Total War Battles: Shogun was released on 20 April 2012 for iOS. This game was also released for Android devices and Microsoft Windows. Set in medieval Japan, the game utilises real-time strategy and, like other Total War games, combines troop organisation and management, combat, and building management. Available troops include samurai, archers, ninja, and cavalry. The battle system uses hexagon tiles for movement and placement, and a new key feature to this game enforces the "Bushido" code of conduct where, once units are moved forward, they can no longer move backward. 1 vs 1 local multiplayer is available.

====Total War Battles: Kingdom====
From the team behind Total War Battles: Shogun, Total War Battles: Kingdom entered open beta on PC on 9 March 2015, following a limited closed beta. Set in medieval England, the game combines realm building and management with real-time battles and has been released for PC, Android, and iOS. Support ended on 28 April 2022 and the game is no longer available to play.

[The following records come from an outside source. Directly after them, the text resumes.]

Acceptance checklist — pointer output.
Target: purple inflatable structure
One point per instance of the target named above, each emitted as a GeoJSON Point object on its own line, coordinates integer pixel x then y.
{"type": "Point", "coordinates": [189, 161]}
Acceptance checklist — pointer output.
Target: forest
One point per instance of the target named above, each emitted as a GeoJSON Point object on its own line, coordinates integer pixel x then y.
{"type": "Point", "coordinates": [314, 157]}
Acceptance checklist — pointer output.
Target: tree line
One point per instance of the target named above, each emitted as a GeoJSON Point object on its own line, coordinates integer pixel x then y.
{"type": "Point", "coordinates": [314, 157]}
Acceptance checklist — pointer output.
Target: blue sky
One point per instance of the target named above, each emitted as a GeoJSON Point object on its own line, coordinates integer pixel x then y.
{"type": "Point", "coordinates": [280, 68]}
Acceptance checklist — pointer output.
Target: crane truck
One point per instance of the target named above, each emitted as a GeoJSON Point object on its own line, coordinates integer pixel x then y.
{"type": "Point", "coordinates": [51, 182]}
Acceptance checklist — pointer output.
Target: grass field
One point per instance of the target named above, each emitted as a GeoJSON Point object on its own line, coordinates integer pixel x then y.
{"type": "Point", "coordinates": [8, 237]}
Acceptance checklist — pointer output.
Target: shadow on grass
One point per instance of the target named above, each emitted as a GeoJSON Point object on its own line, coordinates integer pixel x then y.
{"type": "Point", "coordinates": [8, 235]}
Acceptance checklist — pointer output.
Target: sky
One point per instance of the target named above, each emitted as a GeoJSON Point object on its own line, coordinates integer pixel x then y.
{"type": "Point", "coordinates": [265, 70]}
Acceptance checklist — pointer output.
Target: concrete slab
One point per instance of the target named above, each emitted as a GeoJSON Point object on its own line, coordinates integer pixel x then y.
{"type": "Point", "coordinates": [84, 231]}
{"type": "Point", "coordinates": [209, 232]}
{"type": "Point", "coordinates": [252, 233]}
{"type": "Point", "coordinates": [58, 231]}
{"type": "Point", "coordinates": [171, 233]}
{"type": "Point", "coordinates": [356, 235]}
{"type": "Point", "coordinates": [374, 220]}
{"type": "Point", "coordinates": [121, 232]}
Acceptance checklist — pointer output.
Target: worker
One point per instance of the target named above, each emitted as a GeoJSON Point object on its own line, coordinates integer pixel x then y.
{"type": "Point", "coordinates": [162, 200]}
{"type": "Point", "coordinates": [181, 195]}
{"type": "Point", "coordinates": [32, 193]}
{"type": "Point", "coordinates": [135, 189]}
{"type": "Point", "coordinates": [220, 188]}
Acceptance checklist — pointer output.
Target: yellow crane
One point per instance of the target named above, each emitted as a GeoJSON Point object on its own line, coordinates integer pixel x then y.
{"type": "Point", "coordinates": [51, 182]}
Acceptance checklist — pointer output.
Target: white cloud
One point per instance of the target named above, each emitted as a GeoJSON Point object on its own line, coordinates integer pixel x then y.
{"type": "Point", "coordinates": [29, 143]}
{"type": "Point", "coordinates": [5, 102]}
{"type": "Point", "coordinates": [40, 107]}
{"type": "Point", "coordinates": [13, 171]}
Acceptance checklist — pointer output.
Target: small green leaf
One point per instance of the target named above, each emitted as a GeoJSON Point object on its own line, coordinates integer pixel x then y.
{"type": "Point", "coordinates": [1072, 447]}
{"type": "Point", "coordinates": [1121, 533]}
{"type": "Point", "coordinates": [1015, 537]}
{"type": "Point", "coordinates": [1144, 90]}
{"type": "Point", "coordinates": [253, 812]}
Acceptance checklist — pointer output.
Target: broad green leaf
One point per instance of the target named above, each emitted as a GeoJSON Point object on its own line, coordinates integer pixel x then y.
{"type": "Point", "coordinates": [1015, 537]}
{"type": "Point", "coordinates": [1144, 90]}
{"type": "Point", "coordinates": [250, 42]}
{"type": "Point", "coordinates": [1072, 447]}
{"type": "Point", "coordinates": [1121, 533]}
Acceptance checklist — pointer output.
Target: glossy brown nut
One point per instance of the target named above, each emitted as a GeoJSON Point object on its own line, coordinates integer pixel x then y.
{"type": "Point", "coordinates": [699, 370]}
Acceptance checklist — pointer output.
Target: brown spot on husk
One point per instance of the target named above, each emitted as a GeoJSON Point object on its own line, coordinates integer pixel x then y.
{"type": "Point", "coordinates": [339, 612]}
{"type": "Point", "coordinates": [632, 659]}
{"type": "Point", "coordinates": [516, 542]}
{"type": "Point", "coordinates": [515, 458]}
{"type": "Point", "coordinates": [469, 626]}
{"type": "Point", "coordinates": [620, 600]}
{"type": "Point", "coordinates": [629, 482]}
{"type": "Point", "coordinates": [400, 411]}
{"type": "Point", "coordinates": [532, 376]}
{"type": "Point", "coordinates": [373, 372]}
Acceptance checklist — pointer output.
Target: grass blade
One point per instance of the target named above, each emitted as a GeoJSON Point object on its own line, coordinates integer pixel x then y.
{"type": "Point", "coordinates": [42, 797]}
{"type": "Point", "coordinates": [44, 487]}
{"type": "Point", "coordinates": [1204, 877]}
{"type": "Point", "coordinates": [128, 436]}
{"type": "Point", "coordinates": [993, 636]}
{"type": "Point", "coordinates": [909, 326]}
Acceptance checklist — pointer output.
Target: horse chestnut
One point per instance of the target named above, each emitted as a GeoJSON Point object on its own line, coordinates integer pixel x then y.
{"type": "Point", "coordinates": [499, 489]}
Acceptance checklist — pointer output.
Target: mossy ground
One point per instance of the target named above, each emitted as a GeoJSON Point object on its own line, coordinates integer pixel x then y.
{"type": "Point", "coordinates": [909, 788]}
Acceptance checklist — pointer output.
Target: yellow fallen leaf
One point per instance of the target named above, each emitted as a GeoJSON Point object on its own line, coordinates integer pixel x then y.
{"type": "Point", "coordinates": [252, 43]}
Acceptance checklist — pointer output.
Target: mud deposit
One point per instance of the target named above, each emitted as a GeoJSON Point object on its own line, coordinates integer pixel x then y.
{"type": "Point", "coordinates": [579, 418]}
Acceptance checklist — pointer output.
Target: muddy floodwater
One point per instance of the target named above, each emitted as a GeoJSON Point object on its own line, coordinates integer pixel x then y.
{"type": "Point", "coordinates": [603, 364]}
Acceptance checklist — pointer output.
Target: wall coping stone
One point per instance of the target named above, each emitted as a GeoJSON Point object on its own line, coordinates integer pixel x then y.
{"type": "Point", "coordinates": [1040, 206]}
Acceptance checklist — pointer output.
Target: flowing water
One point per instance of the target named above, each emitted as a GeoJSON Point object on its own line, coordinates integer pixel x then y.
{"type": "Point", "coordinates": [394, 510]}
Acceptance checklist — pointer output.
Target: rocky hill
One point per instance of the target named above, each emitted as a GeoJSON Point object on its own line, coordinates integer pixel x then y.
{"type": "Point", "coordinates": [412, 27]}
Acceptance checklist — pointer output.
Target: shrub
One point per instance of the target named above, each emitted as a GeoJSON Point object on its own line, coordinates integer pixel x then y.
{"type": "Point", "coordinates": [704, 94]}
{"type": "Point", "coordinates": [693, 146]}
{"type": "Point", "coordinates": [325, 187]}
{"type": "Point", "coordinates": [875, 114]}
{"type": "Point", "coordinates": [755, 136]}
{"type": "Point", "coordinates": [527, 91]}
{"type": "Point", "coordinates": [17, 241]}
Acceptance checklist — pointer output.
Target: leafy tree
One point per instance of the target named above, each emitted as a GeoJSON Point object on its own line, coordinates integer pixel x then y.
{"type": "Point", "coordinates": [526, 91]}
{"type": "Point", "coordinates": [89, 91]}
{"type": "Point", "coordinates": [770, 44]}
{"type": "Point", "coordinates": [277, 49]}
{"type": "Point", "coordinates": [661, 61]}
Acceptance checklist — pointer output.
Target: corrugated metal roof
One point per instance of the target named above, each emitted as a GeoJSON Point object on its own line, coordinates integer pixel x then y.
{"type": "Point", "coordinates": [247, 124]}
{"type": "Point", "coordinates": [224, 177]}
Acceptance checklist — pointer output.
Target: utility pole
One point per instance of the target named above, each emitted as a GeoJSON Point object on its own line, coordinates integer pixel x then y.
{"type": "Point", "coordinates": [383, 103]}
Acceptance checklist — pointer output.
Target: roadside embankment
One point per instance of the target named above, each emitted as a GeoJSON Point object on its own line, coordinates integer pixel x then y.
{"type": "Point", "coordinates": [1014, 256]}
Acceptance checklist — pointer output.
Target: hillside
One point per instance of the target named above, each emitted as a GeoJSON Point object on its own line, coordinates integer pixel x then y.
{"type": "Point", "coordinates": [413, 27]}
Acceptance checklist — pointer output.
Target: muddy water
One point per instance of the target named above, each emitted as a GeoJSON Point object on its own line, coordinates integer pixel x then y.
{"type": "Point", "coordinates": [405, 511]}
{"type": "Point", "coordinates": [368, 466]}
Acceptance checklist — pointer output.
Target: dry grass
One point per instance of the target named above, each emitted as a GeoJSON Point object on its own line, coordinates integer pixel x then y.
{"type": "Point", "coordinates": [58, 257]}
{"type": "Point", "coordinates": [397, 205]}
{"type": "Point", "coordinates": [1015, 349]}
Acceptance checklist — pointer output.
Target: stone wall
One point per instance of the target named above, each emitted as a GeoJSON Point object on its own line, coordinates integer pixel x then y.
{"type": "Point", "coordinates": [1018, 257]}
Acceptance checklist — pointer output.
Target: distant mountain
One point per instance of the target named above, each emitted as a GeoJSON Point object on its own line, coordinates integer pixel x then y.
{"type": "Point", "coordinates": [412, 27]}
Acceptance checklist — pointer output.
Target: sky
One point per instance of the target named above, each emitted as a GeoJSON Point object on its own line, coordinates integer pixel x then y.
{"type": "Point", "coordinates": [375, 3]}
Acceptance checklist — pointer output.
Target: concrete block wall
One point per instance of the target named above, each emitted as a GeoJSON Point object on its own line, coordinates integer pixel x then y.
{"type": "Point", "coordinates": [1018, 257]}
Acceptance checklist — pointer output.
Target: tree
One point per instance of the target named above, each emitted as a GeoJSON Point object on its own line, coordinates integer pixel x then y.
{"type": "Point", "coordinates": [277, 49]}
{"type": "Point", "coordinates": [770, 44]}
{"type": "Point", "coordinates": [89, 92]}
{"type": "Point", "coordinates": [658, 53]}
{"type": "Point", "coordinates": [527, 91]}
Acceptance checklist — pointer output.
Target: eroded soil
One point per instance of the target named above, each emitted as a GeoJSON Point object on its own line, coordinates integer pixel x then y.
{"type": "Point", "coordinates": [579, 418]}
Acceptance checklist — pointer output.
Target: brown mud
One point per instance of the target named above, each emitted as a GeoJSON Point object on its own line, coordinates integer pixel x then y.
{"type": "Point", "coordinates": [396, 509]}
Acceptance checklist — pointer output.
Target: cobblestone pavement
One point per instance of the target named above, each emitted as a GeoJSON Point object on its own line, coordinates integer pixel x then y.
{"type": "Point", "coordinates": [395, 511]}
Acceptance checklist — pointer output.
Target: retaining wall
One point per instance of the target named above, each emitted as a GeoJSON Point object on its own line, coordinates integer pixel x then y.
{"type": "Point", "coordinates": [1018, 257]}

====Total War Battles: Warhammer====
Total War Battles: Warhammer is the upcoming third release of the Total War: Battles Series. Developed by NetEase, Total War Battles: WARHAMMER is officially licensed by Creative Assembly and Games Workshop. It aims to bring deep strategic gameplay in the epic Warhammer Fantasy Battles world to millions of mobile devices worldwide. The game will support Android and iOS Platforms.